I'd just turned twenty-eight. Following a spectacularly unsuccessful attempt to start a dot-com business with my ex-girlfriend—so unsuccessful that I'd ended up writing a Schadenfreude-packed book called Bringing Nothing to the Party about how I'd lost them both forever—I had been forced back into freelance writing to pay the rent on my tiny London apartment.

Fortunately the latest installment of the advance from the book just about covered the cost of drinking myself into a coma every night of the week to numb the pain of failure. Just about.

"I wouldn't mind but it's not even good rum."

Jewel is that most vexing of things: an overpriced dive bar. A place where you go if you're a visitor in town and you think you're too good for the Cheers theme bar across the street. It's also something of a magnet for American girls, which was the sole reason I had insisted we move on there after spending most of the evening in a pub in Soho. My most recent ex-girlfriend was American (as was the previous one) and there was still something about the accent that made me fall instantly—and temporarily—in love whenever I heard it.

"Seriously, Robert, everything—absolutely everything—in my life is shit."

"If you say so. What happened to life being great now that you've decided what you really want?"

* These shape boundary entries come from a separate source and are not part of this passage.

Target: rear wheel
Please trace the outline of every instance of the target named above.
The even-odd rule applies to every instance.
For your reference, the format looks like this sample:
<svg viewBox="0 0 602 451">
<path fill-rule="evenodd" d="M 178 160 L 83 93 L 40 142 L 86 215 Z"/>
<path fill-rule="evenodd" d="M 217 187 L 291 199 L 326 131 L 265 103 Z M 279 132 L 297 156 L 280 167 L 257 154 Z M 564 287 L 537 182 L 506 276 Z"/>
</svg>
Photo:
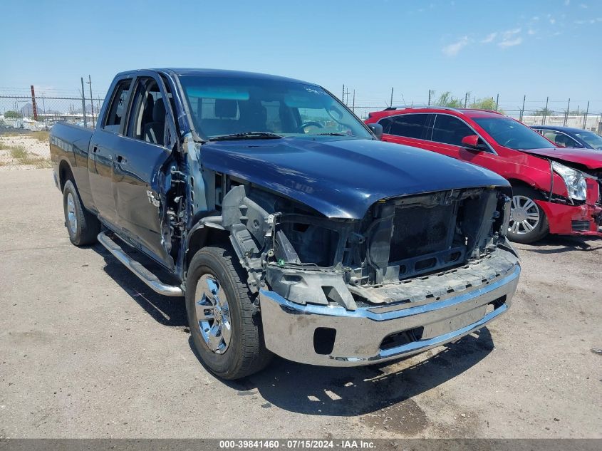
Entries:
<svg viewBox="0 0 602 451">
<path fill-rule="evenodd" d="M 186 311 L 194 347 L 216 375 L 239 379 L 269 363 L 244 271 L 229 249 L 207 247 L 192 258 Z"/>
<path fill-rule="evenodd" d="M 79 194 L 71 180 L 67 180 L 63 188 L 63 209 L 65 212 L 65 227 L 69 239 L 76 246 L 85 246 L 96 242 L 100 232 L 100 222 L 86 210 Z"/>
<path fill-rule="evenodd" d="M 508 237 L 518 243 L 533 243 L 541 239 L 549 232 L 548 218 L 535 202 L 543 197 L 526 187 L 512 189 L 510 222 Z"/>
</svg>

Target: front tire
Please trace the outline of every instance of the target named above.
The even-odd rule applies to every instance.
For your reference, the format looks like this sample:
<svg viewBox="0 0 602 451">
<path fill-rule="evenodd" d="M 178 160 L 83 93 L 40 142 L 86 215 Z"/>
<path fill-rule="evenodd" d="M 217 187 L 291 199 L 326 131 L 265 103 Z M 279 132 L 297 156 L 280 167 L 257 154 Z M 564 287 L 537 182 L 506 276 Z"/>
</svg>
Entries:
<svg viewBox="0 0 602 451">
<path fill-rule="evenodd" d="M 186 312 L 194 347 L 216 375 L 239 379 L 269 363 L 271 353 L 264 343 L 244 271 L 229 249 L 204 247 L 192 258 Z"/>
<path fill-rule="evenodd" d="M 517 243 L 533 243 L 549 233 L 545 212 L 534 202 L 543 200 L 539 192 L 526 187 L 512 188 L 508 238 Z"/>
<path fill-rule="evenodd" d="M 79 194 L 71 180 L 67 180 L 63 188 L 63 209 L 65 212 L 65 227 L 69 239 L 76 246 L 86 246 L 96 242 L 100 232 L 100 222 L 86 210 Z"/>
</svg>

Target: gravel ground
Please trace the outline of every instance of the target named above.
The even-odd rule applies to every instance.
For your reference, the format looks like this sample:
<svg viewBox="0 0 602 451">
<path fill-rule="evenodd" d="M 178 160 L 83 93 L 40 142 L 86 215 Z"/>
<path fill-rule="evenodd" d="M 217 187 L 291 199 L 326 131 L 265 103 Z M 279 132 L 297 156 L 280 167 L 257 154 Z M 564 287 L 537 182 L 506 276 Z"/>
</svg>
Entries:
<svg viewBox="0 0 602 451">
<path fill-rule="evenodd" d="M 27 161 L 24 162 L 24 160 L 20 161 L 14 158 L 11 155 L 10 149 L 16 147 L 25 149 L 28 159 L 35 159 L 36 163 L 27 164 Z M 0 172 L 35 169 L 41 162 L 46 165 L 46 162 L 49 160 L 50 146 L 48 141 L 40 140 L 26 133 L 0 134 Z"/>
<path fill-rule="evenodd" d="M 224 383 L 180 299 L 70 244 L 49 170 L 0 190 L 0 437 L 602 437 L 602 240 L 519 245 L 512 308 L 448 346 Z"/>
</svg>

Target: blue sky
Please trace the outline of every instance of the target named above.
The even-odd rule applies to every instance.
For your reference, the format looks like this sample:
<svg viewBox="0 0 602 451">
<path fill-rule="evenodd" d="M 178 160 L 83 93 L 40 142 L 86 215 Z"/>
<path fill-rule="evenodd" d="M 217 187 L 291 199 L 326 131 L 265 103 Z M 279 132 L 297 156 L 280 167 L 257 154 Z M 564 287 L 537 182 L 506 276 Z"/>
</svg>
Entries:
<svg viewBox="0 0 602 451">
<path fill-rule="evenodd" d="M 239 69 L 318 83 L 356 103 L 425 103 L 428 90 L 500 105 L 602 111 L 601 0 L 11 1 L 0 95 L 36 86 L 95 97 L 142 67 Z M 8 38 L 7 36 L 11 36 Z M 86 86 L 86 89 L 87 89 Z M 402 97 L 403 96 L 403 97 Z M 351 101 L 351 98 L 350 98 Z"/>
</svg>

Robert might as well have put the words "great" and "really" in air quotes. Like all of my friends, he was bored of hearing me complain. Even though my book wouldn't be published for almost six months, he'd read a preview of the Epilogue in which I bragged about finally realizing that all I wanted to do was be a writer rather than some rich and famous entrepreneur.

He knew I'd been paid a decent amount of money to write a book about being a loser. He knew that, thanks to the book, my freelance earnings were up as commissioning editors asked me to write stories about genuine dot-com millionaires. And he knew that I was slowly but surely getting over my ex-girlfriend, even if I was doing it by picking up a succession of almost identical American girls in dives like Jewel.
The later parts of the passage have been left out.